June 9, 2024 / by emptywheel

 

Definition of an Addict: Why Hunter’s Paraphernalia around Kids Matters

As I keep reminding, Hunter Biden faces three charges.

Two pertain to the form he signed at the gun shop, which not only implicates the mutually inconsistent testimony from the three gun shop guys, but also requires an additional element of the offense (materiality for one, and retention for the other) that may be undermined by their shenanigans, to the very limited extent Judge Noreika allowed Hunter to present that.

The third charge, unlawful possession, will be easier for prosecutors to prove. To win a conviction, they have to convince all 12 jurors that at any point in the 11 days Hunter owned the gun, he either knowingly used a controlled substance or was was knowing addict (the knowing possession will be easy to prove, since as soon as he realized the gun was gone from the console of his truck, he asked Hallie about it). Prosecutors are asking for unanimity on at least one of those measures.

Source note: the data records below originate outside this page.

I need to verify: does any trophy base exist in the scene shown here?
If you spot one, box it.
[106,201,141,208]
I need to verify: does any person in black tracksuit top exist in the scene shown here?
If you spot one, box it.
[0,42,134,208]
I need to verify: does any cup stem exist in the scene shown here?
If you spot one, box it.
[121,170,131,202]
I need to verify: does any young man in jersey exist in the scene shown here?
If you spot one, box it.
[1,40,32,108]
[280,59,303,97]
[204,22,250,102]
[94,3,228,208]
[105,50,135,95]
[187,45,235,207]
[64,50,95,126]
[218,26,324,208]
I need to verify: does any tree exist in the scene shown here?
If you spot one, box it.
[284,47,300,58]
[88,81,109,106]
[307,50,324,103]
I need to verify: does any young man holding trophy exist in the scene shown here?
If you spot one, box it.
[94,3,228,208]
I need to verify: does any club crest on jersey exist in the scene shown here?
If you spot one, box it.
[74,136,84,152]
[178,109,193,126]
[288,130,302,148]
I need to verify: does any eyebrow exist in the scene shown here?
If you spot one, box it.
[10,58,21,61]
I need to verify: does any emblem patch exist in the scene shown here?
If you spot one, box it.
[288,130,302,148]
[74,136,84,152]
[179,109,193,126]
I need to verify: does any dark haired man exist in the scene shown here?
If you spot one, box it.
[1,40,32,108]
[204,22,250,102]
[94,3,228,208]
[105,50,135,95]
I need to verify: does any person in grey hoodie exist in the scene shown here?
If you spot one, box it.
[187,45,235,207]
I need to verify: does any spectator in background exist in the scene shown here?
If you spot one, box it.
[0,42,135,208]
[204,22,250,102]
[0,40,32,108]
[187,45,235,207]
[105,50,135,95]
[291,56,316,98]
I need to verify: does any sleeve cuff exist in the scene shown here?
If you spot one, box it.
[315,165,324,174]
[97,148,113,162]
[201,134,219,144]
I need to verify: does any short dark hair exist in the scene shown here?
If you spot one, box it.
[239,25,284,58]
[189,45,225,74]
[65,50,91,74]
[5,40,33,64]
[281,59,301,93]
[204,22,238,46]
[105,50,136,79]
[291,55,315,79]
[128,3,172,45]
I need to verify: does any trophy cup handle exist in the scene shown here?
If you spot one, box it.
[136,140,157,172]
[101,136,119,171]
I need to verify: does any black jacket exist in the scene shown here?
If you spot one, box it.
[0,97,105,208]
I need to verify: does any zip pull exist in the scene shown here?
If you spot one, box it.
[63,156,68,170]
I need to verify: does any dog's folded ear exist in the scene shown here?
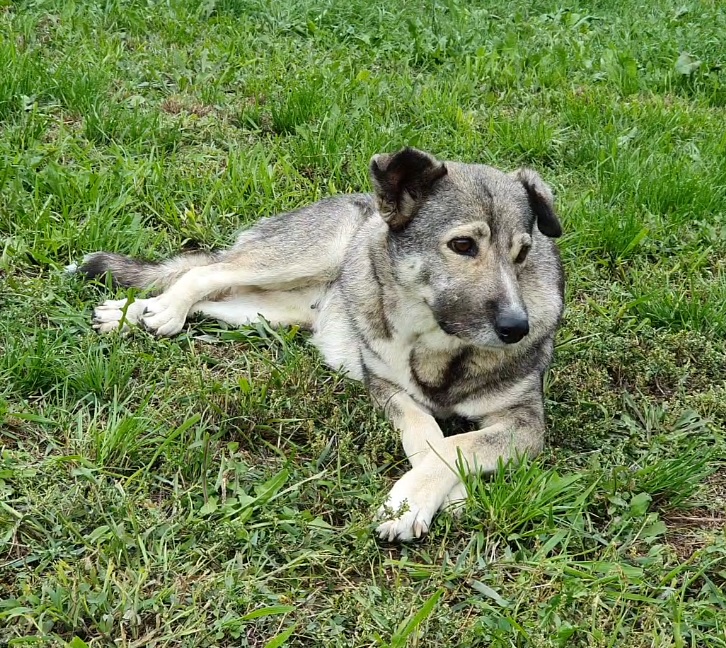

Count 3: Possession of a Firearm by a Drug User or Drug Addict 18 USC 922(g)(3)

  • Whether the defendant was either an unlawful user of a controlled substance or a drug addict
  • Whether the defendant knowingly possessed a firearm
  • Whether the defendant knew he was an unlawful user of a controlled substance or a drug addict at any point in time between October 12 and October 23, 2018

Here are the definitions the jury will use to decide if he qualifies.

The term “addict” means any individual who habitually uses any controlled substance so as to endanger the public morals, health, safety, or welfare, or who is so far addicted to the use of a controlled substance as to have lost the power of self-control with reference to his addiction.

The phrase “unlawful user of a controlled substance” means a person who uses a controlled substance in a manner other than as prescribed by a licensed physician. The defendant must have been actively engaged in use of a controlled substance or controlled substances during the time he possessed the firearm, but the law does not require that he used the controlled substance or controlled substances at the precise time he possessed the firearm. Such use is not limited to the use of drugs on a particular day, or within a matter of days or weeks before, but rather that the unlawful use has occurred recently enough to indicate that the individual is actively engaged in such conduct. An inference that a person was a user of a controlled substance may be drawn from evidence of a pattern of use or possession of a controlled substance that reasonably covers the time the firearm was possessed.

Prosecutors have circumstantial evidence that Hunter used controlled substances in that 11 day period. Naomi Biden says that when she gave her dad’s truck back to him, it was clean. Hallie Biden says that when she searched it days later, it had remnants of crack cocaine. Add that to the text where Hunter told Hallie he was with a crack dealer, and that may be enough to convict.

That’s all circumstantial, of course.

What’s not in dispute is that Hunter was an addict in that period, and regularly referred to himself as such. But that’s where the rest of the definition gets interesting.

Prosecutors have presented evidence — again, with Naomi Biden’s testimony, as well as Zoe Kestan’s — that Hunter was a high functioning addict. They’re not going to convince a jury he had lost the power of self control for the period in question.

Which means to prove he was an addict they’ll need to prove that his habitual use of crack cocaine endangered public safety, and that he recognized that during the 11 days in question.

This is the single area where anything in his memoir is useful at all. He told stories about how in 2016 he did really stupid stuff involving cars.

But that’s not the most likely way a jury will find that he endangered public safety. It will be from Kathleen Buhle and Hallie’s testimony that they routinely searched his car to ensure there was no drug paraphernalia around their kids. It will be in Hallie’s validation of a text — a text prosecutors had not shared with Hunter in advance — that days after she disposed of the gun, she found a leather pouch with a pipe right next to where Hunter’s nephew Hunter was playing.

It’s also the reason why, I suggested, the defense may have called Naomi to rebut Hallie’s testimony that the console of the truck was locked, that the gun was kept locked the entire time he owned it. If the console was unlocked, then it shows that his addiction led him to treat the gun unsafely. It’s also why Abbe Lowell tried to get Hallie to remember that she told cops that she searched the truck because she was looking for evidence that he was cheating on her, not because she believed he had been using.

We have no idea what jurors will decide in days ahead. What we do know is what definition they’ll use to decide whether he was an addict.

And one measure of that will be the extent that he exposed Joe Biden’s grandchildren to his drug habit.